What Should I Do???

by dottie 6 Replies latest jw friends

  • dottie
    dottie

    My mom, a jw, tells me of her friend from the KH(who I know pretty well, nice lady) whose daughter has decided to move out with a "worldly" guy. She is only 17 and has some post secondary education ahead of her (her parents are quite supportive of the education just not the "outsider" b/f). I know her somewhat, but not really all that well. More of a "know of her" scenario.

    My mom told me that her parents have told her that if she is going to see this guy that they have to set an example for her 4 younger siblings and she would have to decide between the family or the guy...basically if you want to be with him you have to leave. (She's not the oldest,she has one other sibling older, who is a married jw) They had the "shmelders" talk to her and according to my mom they were "so nice about it...you know and not from just a religious viewpoint...the one guy could have been a youth counsellor!" Anyway she has decided to leave home.

    My dilemma is that I would like to sit down and talk to her, seeing as I was pretty much in the same shoes at her age. (I was out on my own at her same age living with a guy as well and well lets just say I would have done things alot differently if i could turn back time.) I don't want to tell her to go back home, but I just want to stress some advantages of it regardless of the jw family pressures. I also think part of me wants to see her adjust to the initial taste ex jw life better than myself and some others I have seen. You know that sudden burst of freedom, and you do everything that was once deemed evil all at the same time??? I guess you could say I want to help with her "transition", but I don't want to be the know it all lady. Does that make any sense??

    I dunno...what do you think???

    Thanks in advance,

    Dottie

  • Mysterious
    Mysterious

    Ask her if she wants to go for coffee sometime, but don't pressure her to talk just let her open up to you as she feels comfortable. Certainly don't preach at her or try to pressure her how to decide as that is all her family and the JWs have done for her. Be supportive of what she has chosen in her life and try to provide help if she asks you for it. Remember what might have been chosen by you or what you feel would have been best for you, she isn't you. Good luck and thanks for caring about her when even her family doesn't.

  • katiekitten
    katiekitten

    I agree. Talk to her if you can, and shes open to it.

    17 is awfully young and I agree, jacking in the JW's could give her a sense of unfettered freedom that she doesnt know how to deal with. On the other hand she might be a really sorted out young lady. You'd have to listen to her to find out. But your experience is valuable.

  • Gill
    Gill

    Probably the best thing that could happen to her is to have you talk to her.

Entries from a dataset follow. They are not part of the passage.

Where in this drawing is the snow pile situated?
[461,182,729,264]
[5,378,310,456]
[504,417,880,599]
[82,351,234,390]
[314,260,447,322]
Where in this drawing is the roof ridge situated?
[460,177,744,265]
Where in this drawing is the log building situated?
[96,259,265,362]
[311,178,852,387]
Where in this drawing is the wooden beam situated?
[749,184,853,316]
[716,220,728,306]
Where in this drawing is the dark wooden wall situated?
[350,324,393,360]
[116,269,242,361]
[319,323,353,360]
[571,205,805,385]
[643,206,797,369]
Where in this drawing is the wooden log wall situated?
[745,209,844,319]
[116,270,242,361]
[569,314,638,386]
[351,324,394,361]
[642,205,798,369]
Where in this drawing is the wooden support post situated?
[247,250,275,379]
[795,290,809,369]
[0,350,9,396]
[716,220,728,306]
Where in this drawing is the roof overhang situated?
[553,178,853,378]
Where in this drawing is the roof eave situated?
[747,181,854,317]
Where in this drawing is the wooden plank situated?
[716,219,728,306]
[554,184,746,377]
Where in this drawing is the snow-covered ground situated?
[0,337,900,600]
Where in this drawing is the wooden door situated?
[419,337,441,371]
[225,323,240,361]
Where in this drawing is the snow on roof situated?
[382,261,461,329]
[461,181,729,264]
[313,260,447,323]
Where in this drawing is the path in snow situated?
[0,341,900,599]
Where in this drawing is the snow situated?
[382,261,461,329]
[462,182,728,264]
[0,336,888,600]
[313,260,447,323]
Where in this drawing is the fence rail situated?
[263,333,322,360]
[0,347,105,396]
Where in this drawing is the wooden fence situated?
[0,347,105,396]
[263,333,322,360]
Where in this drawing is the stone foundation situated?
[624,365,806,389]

    HOWEVER, in my humble experience with people of this particular age group, they know it, seen it, had it, done it, been ther, got the T shirt, and are in the middle of weaving one themselves.

    What's the worst that could happen......sex....lots of it?

    Let it go! Keep your nose out and suffering the consequences of ones actions is often the best way to learn and grow up! It hasn't done you too much harm, has it?

  • Sailor Ripley
    Sailor Ripley

    I agree with Gill. Not sure of the ramifications on your mom if the girl decides to tell the Dubs to go and pound sand. Could be rough for her.

    But... when I was 17 I think it would have been awesome for someone to have, not given advice, but listen to me in a non-judgemental, therefore non-JW way.

    Ask her if she wants to grab some coffee, or caramels for you Good Will Hunting fans, and see what she says. Let her talk as much as she will, reassuring her that what is said is private and you were interested because you were in the same boat at her age.

    Regardless, good for you for wanting to help out someone else. Hopefully she'll see that the world is actually an awesome place and you don't have to live in fear, all the freakin' time.

  • mama1119
    mama1119

    I agree, just let her talk and don;t get all advice-y on her, or she will shut down, let her know you were there once, that may open her up a bit to listen to you.

  • dottie
    dottie

    Thanks for the input everyone!

    My intentions were to just let her know that she could come talk to me to vent about family related jw stuff that I'm sure her school friends or even boyfriend wouldn't understand. I know that at the "ripe old age" of 17 she knows everything LOL. After all I knew everything at that age too

    She works at the hair salon right by my place so I might go in for a trim sometime this week...she does do a great job doing hair.